Yes, you read that right. Last week, while celebrating my independence, I sent a dozen dark pink roses to The Other Woman. Dark pink roses symbolize gratitude and I’m feeling rather grateful these days.
The snarky way of explaining my actions would be to say that my ex is an ass and I’m oh-so-happy that he is out of my life. But those of you who know me know better. I don’t believe in badmouthing exes. In truth, this has nothing to do with him and very little to do with her.
I sent flowers because I was ready to put my money where my mouth is. I was ready to “walk my talk”, to truly express appreciation for my current circumstances.
The flowers aren’t to say the hurt is gone. It’s not. My gesture doesn’t mean that I condone her tactics. What she did was selfish, immature, unethical and downright destructive. She caused an abundance of pain for a lot of people, and she was “blissfully joyful” about the outcomes of her efforts.

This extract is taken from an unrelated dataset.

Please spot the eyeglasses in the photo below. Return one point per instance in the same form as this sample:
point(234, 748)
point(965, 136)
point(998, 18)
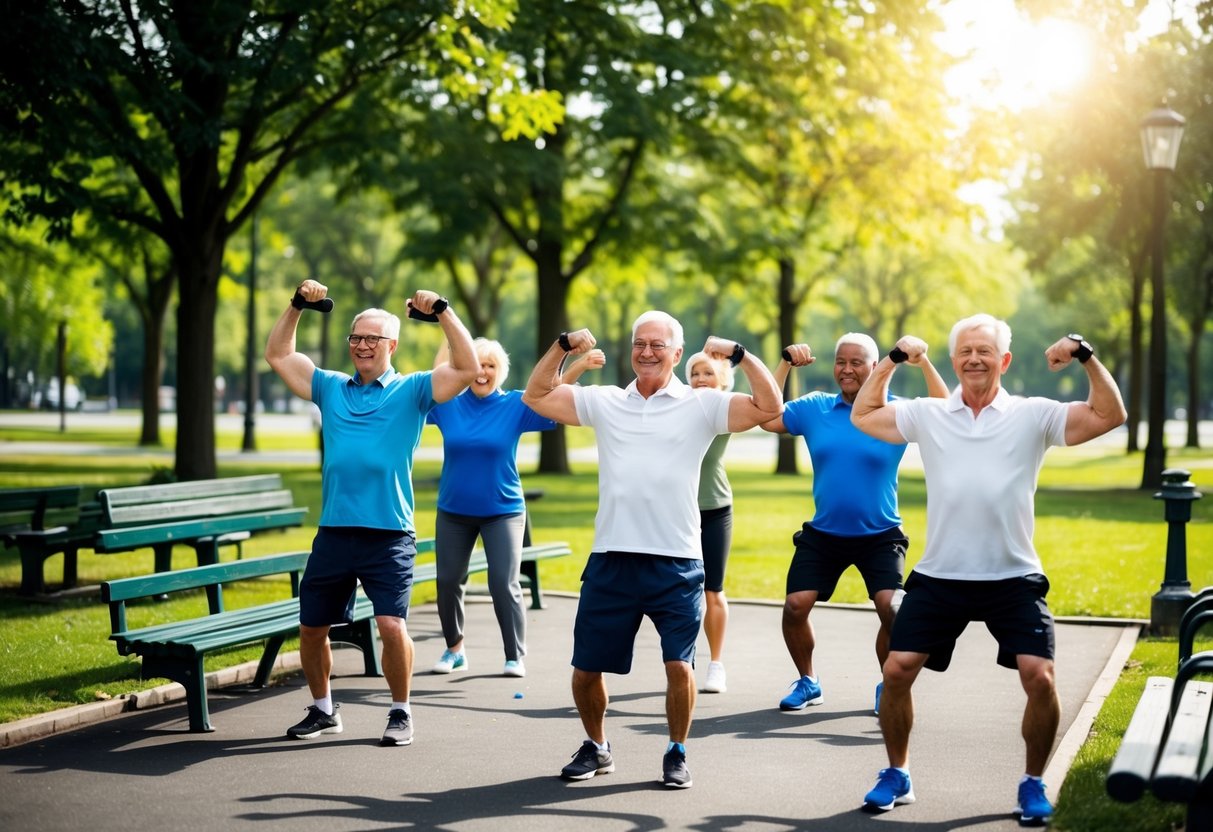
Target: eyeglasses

I think the Hurricane Analogy explains it best: Everyone knows hurricanes cause mass devastation. They level homes. They uproot that which was once healthy and thriving. Within a matter of hours, well-known landscapes become unrecognizable. It sucks. It really, really sucks. However. Anyone who has walked on the beach after a storm knows that this is when the ocean churns up some of her deepest treasures and places them at our feet.
I lost my home. I lost my family. Yet, as the sun rises on this new day, it warms away the cold, dark places and further illuminates the unforeseen gifts that otherwise would have remained buried. I discovered a different perspective, some wonderful new friends and a few old dreams I forgot I had. It’s enough to reclaim and rebuild my life. And for that, I am thankful.